Ich habe deshalb nicht verstanden, warum Christian Drosten Kollegen wie Hendrik Streeck oder Jonas Schmidt-Chanasit persönlich angegriffen hat. Von einem Fachmann erwarte ich, dass er seine besondere Qualifikation durch fachliche Argumente unter Beweis stellt. Die Presse ist aber auf die diversen „Virologen-Streits“ angesprungen, als handelte es sich um die britische Königsfamilie. Das hat leider eine ungute Polarisierung in die Debatten gebracht. Auch Drostens aktuell im „Tagesspiegel“ aufgestellte Forderung nach Sanktionen für Wissenschaftler, die nicht die richtige Meinung äußern, unterstütze ich nicht. Wissenschaftlicher Fortschritt lebt vom Diskurs, und nicht selten sind die Abweichler von heute die Meinungsführer von morgen. Das ist bei uns etwas anders als in der katholischen Kirche.

WELT: …wo Häretiker vom Abendmahl ausgeschlossen sind. In Deutschland sahen sich kritische Wissenschaftler aus Gremien und Ethik-Kommissionen geworfen.

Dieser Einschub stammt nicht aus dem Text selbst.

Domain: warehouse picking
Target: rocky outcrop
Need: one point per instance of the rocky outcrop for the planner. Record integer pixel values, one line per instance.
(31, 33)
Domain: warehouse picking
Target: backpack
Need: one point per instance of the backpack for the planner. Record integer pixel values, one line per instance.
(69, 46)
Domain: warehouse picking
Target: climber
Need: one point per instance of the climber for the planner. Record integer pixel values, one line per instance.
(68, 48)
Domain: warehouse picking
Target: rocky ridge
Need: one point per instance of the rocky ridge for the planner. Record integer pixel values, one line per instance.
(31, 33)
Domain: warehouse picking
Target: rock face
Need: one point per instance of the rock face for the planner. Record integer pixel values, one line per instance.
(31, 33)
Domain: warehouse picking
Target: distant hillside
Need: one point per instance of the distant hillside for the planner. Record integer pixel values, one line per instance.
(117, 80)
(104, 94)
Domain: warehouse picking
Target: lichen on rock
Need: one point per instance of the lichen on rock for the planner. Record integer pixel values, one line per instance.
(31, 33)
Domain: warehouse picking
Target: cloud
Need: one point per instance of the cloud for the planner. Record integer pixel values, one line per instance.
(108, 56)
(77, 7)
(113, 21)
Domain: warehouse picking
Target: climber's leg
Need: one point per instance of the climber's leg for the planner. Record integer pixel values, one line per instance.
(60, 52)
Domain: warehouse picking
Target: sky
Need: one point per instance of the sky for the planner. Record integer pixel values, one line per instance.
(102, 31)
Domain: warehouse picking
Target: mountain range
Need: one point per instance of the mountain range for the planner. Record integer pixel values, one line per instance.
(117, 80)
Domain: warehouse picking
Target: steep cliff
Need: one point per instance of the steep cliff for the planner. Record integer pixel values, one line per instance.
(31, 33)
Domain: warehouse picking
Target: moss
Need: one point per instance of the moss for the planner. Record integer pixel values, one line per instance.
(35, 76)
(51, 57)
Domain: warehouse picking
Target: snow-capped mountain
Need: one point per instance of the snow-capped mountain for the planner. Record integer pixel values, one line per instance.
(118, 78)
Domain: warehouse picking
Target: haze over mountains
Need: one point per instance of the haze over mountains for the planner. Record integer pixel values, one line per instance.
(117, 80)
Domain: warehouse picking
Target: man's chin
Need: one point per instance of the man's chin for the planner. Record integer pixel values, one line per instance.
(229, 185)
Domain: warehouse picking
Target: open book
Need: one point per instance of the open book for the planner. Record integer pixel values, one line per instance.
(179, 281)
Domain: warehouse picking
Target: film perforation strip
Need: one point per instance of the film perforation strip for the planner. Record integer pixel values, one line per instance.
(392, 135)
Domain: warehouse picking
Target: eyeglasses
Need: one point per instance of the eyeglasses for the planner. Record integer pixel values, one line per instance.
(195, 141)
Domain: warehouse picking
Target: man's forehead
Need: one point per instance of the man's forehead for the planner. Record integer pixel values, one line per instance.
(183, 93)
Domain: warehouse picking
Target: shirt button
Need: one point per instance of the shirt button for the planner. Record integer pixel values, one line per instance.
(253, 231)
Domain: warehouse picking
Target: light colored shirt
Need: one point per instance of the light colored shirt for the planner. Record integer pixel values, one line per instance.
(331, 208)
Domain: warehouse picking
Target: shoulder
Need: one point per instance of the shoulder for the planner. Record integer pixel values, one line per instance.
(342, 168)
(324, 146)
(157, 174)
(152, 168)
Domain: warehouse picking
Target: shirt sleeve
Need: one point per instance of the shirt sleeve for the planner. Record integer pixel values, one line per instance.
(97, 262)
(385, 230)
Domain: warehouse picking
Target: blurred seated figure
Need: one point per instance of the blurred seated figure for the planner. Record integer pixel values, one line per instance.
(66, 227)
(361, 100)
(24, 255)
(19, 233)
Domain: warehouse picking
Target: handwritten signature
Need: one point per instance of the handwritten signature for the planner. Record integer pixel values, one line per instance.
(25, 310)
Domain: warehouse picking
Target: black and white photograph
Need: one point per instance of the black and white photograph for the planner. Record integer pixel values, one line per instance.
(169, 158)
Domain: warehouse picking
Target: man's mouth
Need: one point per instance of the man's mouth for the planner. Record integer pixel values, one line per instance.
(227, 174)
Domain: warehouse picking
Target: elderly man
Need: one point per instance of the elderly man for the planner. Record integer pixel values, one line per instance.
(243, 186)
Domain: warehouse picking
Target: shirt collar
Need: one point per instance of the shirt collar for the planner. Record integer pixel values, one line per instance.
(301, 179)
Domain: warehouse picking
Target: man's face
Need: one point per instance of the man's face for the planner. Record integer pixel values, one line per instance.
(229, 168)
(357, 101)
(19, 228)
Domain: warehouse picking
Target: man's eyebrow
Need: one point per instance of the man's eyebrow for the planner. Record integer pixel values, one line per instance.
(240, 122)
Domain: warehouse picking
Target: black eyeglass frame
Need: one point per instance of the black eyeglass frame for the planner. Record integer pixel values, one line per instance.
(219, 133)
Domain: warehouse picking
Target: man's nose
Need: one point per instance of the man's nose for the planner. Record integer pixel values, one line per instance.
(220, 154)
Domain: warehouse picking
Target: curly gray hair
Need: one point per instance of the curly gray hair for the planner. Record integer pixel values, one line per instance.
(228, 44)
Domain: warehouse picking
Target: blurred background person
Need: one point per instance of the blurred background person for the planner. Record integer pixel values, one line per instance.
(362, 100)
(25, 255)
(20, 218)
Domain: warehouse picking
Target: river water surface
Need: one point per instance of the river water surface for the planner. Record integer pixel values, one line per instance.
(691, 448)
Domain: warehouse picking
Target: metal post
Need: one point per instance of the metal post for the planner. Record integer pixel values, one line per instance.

Kekulé: Beim Kampf um die wissenschaftliche Deutungshoheit haben sich Forscher in dieser Pandemie leider Methoden aus der Politik abgeschaut. Es ging dabei nicht nur um Eitelkeiten, sondern auch um handfeste Vorteile bei der Vergabe von Forschungsmitteln. Da kann es auch einmal von Vorteil sein, die Karriere eines unbequemen Kollegen zu torpedieren. So wurde per Telefon und über E-Mails viel mit Dreck geworfen. Schlimm für den Rest der Bevölkerung ist, dass sich mit dieser Methode nicht immer die besten Konzepte durchgesetzt haben. In der Schlammschlacht erfolgreiche Wissenschaftler verbreiteten anfangs sogar die Mär, das Virus sei weniger gefährlich als die Grippe und werde ohnehin nicht nach Europa kommen. Auch die berühmte Behauptung, dass Kinder genauso ansteckend wie Erwachsene wären, erwies sich als folgenschwerer Irrtum. Leider halfen auch Wissenschaftsjournalisten renommierter Zeitungen mit, die Irrtümer zu perpetuieren.

Die häufig zu lesende Darstellung, es gäbe in Sachen Pandemie nur „eine Wissenschaft“, zu deren Vertretung nur bestimmte Wissenschaftler qualifiziert wären, ist falsch. Die Pandemie war für alle etwas Neues, da gab es keine etablierte und methodisch sauber geprüfte Position der Wissenschaft. Die angeblich „richtige“ Wissenschaft entsteht hier allenfalls durch Konformitätsdruck, sie ist dann eine Frage der Gesinnung. Statt zu diskutieren, üben sich Forscher im Moralisieren und in persönlichen Angriffen.